Infinita en la divinidad del elegido

Tad R. Callister
La Expiación Infinita


Infinita en rasgos divinos

La Expiación es infinita en la divinidad del que fue sacrificado. Las Escrituras se refieren al Salvador como el «Dios en el cielo, infinito y eterno» (DyC 20:17; véase también DyC 20:28). Él posee toda pasión loable y atributo divino en una medida ilimita­da; de ahí la mención de su naturaleza infinita.

Resulta patente que el Cristo «tiene todo poder, toda sabidu­ría y todo entendimiento; él comprende todas las cosas» (Alma 26:35); así pues, es omnisciente. Jacob confirmó esta verdad: «no existe nada sin que él lo sepa» (2 Nefi 9:20). Él ha llegado a do­minar todas y cada una de las leyes. Es poliglota; no existe una lengua que le sea extranjera. Conoce la cura de todo virus, toda enfermedad y toda dolencia. Ha creado mundos sin fin. Nada se le escapa. Como declara David: «su entendimiento es infinito» (Salmos 147:5). El élder McConkie se refirió a la conexión en­tre el conocimiento infinito del Salvador y su condición selecta cuando afirmó: «Por su obediencia y devoción a la verdad alcanzó el pináculo de la inteligencia que lo elevó al grado de Dios, como

Señor Omnipotente, mientras estaba aún en su estado preexis­tente (…) y entonces fue elegido para llevar a cabo la Expiación infinita y eterna».1

Del mismo modo que no existen límites a la omnisciencia del Salvador, su amor y su poder carecen de restricciones (Juan 3:16; 15:13; Efesios 3:19; DyC 132:20). John Greenleaf Whittier es­cribió estas líneas perspicaces:

Ando con pies descalzos y callados
Sobre la tierra que pisáis audaces.
No me atrevo a tasar con ningún límite;
ni el amor ni el poder de Dios (…)
No sé dónde Sus islas alcen
Las frondas de palmas al aire;
Sólo sé que ni aun a la deriva
Me saldré de Su amor y Su ternura.2

Uno se pregunta si Milton no penetró el velo cuando escribió estos versos de una agudeza similar:

Sin igual se vio al Hijo de Dios con gloria inefable; en él brilló su Padre, sustancialmente expresado; y en su faz la divina compasión se tornó visible, amor sin fin, gracia sublime?
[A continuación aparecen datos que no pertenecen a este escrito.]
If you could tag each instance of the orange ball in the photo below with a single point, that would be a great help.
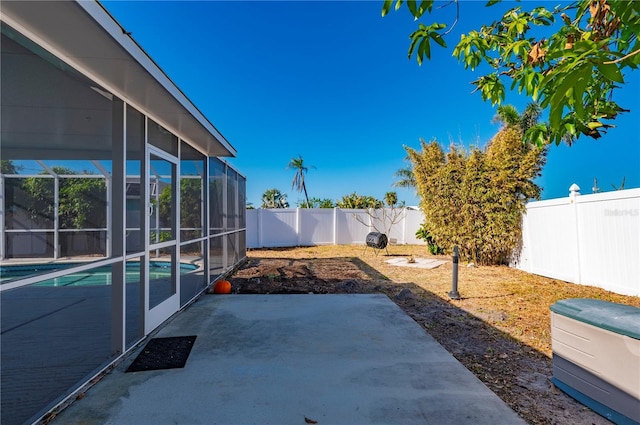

Las necesidades del hombre, por onerosas que sean, nunca agotarán el amor de Dios. Su reserva de amor es ilimitada.

No solo posee Dios un amor infinito y poderoso; también po­see una «infinita bondad» (2 Nefi 1:10; Mosíah 5:3; Helamán 12:1; Moroni 8:3); demuestra «infinita misericordia» (Mosíah 28:4; véase también 1 Crónicas 16:34); y está lleno de «infini­ta (…) gracia» (Moroni 8:3). Tan amplias y profundas son las virtudes del Señor, que el profeta José enumeró algunas de ellas en su oración dedicatoria en el templo de Kirtland. El profeta José se refirió al Salvador como ese ser sentado en su «trono, con gloria, honra, poder, majestad, fuerza, dominio, verdad, justicia, juicio, misericordia», y entonces, quizá percibiendo la inutilidad de escuchar las virtudes de Dios recitadas ad infinitum, concluyó describiéndolo como en posesión de «un sinfín de plenitud, de eternidad en eternidad» (DyC 109:77; énfasis añadido). Los pro­fetas del Libro de Mormón también reconocieron las cualidades divinas del Salvador. El presidente Ezra Taft Benson señaló, con respecto a Jesucristo, que «en el Libro de Mormón, se le mencio­na con más de cien nombres diferente». A lo que agregó que esos nombres «describen en forma particular Su naturaleza divina».4 Poéticamente, Isaías recurrió a una amplia lista de nombres cuan­do escribió: «y se llamará su nombre Admirable, Consejero, Dios fuerte, Padre eterno, Príncipe de paz» (Isaías 9:6). El era todo eso y mucho más.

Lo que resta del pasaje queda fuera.